Weird Nocturnal Musings

I had this dream last night in which I was in The Lord of the Rings, only it was much darker– a lot fewer friends and allies for our hobbit friends. In the dream, I was trying to swim across a lake, and the Dark Lord (or whatever represented him in the dream) was chasing me, or trailing me, and making it a very perilous journey indeed. I realized (even in the dream) that this passage was very much like Dante’s crossing the lake in the Inferno, and that it was also similar to passages in the Aenead of crossing a lake or waterway to get into the underworld. I realized that this represented a journey into the afterlife– a journey from which mortals are not meant to return.

When I woke up, I couldn’t shake the feeling that this would actually make a pretty decent scholastic paper topic: the structural similarity of The Lord of the Rings to other classic works involving a trip into the underworld. In a way, the visits to the elves are not unlike Dante’s experiences with the less disturbing tenants of Hell– they are in Limbo, and even their departure has a sense of resolution, as it results in the reader feeling that, at long last, they can rest. The obvious parallel of the trip to Mordor (which means “murder” in Anglo Saxon) to the inner circles of Hell has probably been made, and I wonder if the entire journey of the hobbits is in fact a structural parallel to that of Dante. Heck, they even have the Guide in Gandolf.

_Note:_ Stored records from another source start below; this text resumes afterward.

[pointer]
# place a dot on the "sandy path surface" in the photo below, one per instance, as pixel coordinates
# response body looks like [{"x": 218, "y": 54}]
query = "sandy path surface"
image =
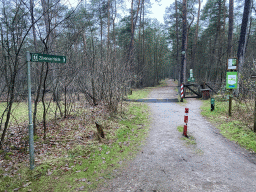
[{"x": 166, "y": 163}]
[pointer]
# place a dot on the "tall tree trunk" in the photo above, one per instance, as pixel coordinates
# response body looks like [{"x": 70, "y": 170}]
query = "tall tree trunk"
[
  {"x": 194, "y": 49},
  {"x": 243, "y": 39},
  {"x": 230, "y": 27},
  {"x": 184, "y": 41}
]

If this is the case, then I also wonder if the moral points made in the Inferno also parallel in The Lord of the Rings. Certainly, the ultimate evil in both is someone who betrayed a trust, and both of those evils are, in many ways, paralyzed and remote– Satan is encased in ice and completely paralyzed from motion, while the Dark Lord can only mobilize his forces– he himself cannot step onto the field and bring down Aragorn or Gandalf or even Frodo. In the “underworld” passages we are most sympathetic to, the elven kingdoms, there are sins from Dante as well. For example, two lovers who wanted nothing more than to be together forever are, in fact, bound together for all eternity in Hell– this is not unlike Arwyn, who gives up her immortality to be with her love Aragorn. Also, Dante has a pope who “made the great refusal,” who he puts into Hell– this is a pope who decided to abdicate for a more hermetic life. Dante is very critical, because being pope is a life-long commitment. Aragorn, too, has made the great refusal, in turning his back on his birthright, and his quest is to return from that sin and take up his responsibilities again.